Weisi Song wonders what happens when there’s a seeming conflict between local photo storage and a desire to upload images at full resolution to another cloud-hosting service—in this case, Amazon Cloud Drive:
When I check my iCloud photo settings, I saw it was set at Optimize iPhone Storage. Now I wonder if the pictures i uploaded to Amazon Cloud Drive are not in full resolution.
It’s all in the. Time.
Ing.
As the old joke goes. If you have Amazon Photos for iOS set to upload media automatically, there’s are several separate issues.

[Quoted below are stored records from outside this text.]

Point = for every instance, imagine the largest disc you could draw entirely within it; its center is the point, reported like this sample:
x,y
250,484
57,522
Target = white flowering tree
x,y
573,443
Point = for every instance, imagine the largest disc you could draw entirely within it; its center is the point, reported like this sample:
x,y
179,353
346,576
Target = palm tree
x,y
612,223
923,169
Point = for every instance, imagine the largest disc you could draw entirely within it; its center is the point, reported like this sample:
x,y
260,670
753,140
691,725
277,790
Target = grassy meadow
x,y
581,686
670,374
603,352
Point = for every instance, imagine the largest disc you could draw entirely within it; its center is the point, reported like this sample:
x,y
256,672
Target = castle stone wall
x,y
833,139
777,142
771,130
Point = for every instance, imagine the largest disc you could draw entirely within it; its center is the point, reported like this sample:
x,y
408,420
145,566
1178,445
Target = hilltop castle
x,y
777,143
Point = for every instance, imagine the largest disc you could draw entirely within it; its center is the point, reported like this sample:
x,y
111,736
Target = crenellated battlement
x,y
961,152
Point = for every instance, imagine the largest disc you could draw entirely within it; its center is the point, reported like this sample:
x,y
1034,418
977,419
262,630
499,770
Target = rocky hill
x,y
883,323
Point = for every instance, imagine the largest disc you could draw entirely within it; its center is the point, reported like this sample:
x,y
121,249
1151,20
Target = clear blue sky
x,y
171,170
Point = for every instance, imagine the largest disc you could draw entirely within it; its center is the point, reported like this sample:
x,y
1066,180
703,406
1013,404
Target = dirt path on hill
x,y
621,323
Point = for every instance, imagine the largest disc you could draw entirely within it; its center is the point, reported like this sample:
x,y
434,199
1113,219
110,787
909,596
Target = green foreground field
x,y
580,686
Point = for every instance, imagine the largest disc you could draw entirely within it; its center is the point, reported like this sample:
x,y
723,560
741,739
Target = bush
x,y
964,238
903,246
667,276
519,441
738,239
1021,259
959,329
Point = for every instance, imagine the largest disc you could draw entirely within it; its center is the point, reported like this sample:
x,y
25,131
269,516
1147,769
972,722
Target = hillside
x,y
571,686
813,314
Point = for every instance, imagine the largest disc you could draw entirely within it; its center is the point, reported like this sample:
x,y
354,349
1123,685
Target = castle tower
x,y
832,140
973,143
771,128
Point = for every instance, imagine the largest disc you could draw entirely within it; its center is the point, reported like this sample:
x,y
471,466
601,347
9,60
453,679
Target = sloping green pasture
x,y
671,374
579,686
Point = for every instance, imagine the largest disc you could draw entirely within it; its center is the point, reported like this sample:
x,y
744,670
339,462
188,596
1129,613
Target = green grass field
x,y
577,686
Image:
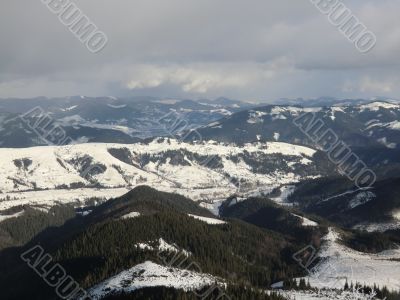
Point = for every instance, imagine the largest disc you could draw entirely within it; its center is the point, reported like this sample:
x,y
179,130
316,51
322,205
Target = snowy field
x,y
65,174
149,274
340,263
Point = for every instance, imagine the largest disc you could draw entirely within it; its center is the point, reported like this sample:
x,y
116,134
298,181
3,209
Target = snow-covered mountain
x,y
105,119
373,124
204,171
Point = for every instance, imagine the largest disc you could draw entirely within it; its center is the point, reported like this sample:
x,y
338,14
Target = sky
x,y
253,50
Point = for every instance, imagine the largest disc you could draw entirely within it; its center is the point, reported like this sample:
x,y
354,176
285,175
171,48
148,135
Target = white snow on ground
x,y
375,106
384,142
286,191
340,263
16,215
131,215
149,274
378,227
211,221
50,198
326,294
50,170
381,227
162,245
306,222
360,199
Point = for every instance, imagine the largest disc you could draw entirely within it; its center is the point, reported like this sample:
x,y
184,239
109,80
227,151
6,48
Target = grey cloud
x,y
257,49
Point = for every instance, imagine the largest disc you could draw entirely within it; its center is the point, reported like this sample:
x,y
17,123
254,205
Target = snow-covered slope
x,y
203,171
340,263
149,274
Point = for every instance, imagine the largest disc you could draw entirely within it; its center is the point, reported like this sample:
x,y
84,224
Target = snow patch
x,y
6,217
211,221
306,222
149,274
131,215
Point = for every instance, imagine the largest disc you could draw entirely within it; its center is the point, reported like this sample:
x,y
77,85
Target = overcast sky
x,y
249,50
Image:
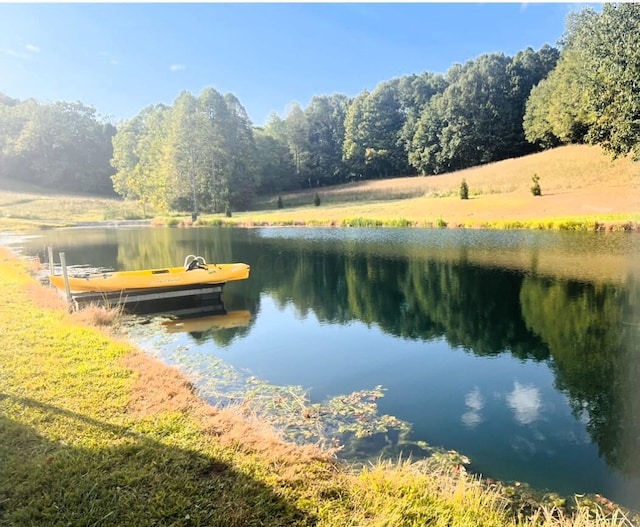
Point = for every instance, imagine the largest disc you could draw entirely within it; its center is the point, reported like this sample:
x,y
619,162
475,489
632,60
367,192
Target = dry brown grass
x,y
560,169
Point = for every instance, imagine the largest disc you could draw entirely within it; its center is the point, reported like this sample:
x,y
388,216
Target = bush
x,y
464,190
535,188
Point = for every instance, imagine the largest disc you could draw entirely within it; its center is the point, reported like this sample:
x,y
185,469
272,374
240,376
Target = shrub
x,y
535,188
464,190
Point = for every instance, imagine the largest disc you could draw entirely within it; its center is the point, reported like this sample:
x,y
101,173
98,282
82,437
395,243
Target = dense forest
x,y
203,153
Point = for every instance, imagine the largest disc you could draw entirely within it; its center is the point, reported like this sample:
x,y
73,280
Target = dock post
x,y
65,275
51,263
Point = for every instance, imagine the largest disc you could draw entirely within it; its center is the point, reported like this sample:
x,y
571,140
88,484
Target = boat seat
x,y
192,262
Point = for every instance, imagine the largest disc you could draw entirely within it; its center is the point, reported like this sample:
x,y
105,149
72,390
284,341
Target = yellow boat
x,y
195,271
233,319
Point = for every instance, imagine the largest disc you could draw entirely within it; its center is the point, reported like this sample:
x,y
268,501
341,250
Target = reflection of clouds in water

If you take a photo with your iPhone (or other iOS device) camera, iOS doesn’t downsample or optimize images or video until it’s uploaded it to iCloud Photo Library and the storage is needed on the iOS device. It’s very likely that your photos will be uploaded to Amazon Cloud Drive before both conditions are met.
However, Amazon’s app only uploads videos when you’re connected to Wi-Fi. So it’s possible that the timing would be such that your iPhone would have uploaded the full-resolution version of the video over mobile (if you’re set to allow that), need the storage and optimize the version stored locally before it’s uploaded to Amazon.
Amazon notes explicitly in its help instructions for its iOS app that if you have iCloud Photo Library enabled with optimization turned on, “…your iOS photos may not be uploaded to Cloud Drive.” Note the “may”! Any images you’ve downloaded (by tapping to view) that weren’t stored on the iOS device can wind up on Amazon’s cloud service, too, but it can’t force that process.
One option is to disable iCloud Photo Library entirely, rely on Amazon Cloud Drive, and then regularly copy your images via Photos to a Mac for backup purposes—and delete them from your phone after you’ve imported them to the Mac. This requires more effort but lets you switch entirely to Amazon Cloud Drive.
It’s unclear whether Weisi wants to avoid paying for additional iCloud storage, too. Amazon charges just $12 a year for unlimited photo storage (free with an Amazon Prime subscription) and up to 5GB of other file storage (including videos) or $60 a year for unlimited storage of everything. iCloud (billed monthly) is $12 a year for 50GB, $36 a year for 200GB, and $120 a year for 1TB. Amazon’s option is cheaper (or free for Prime) if you plan to store mostly photos; Apple’s is cheaper until you pass its 200GB storage tier if you’ve got more than 5GB of videos or other files.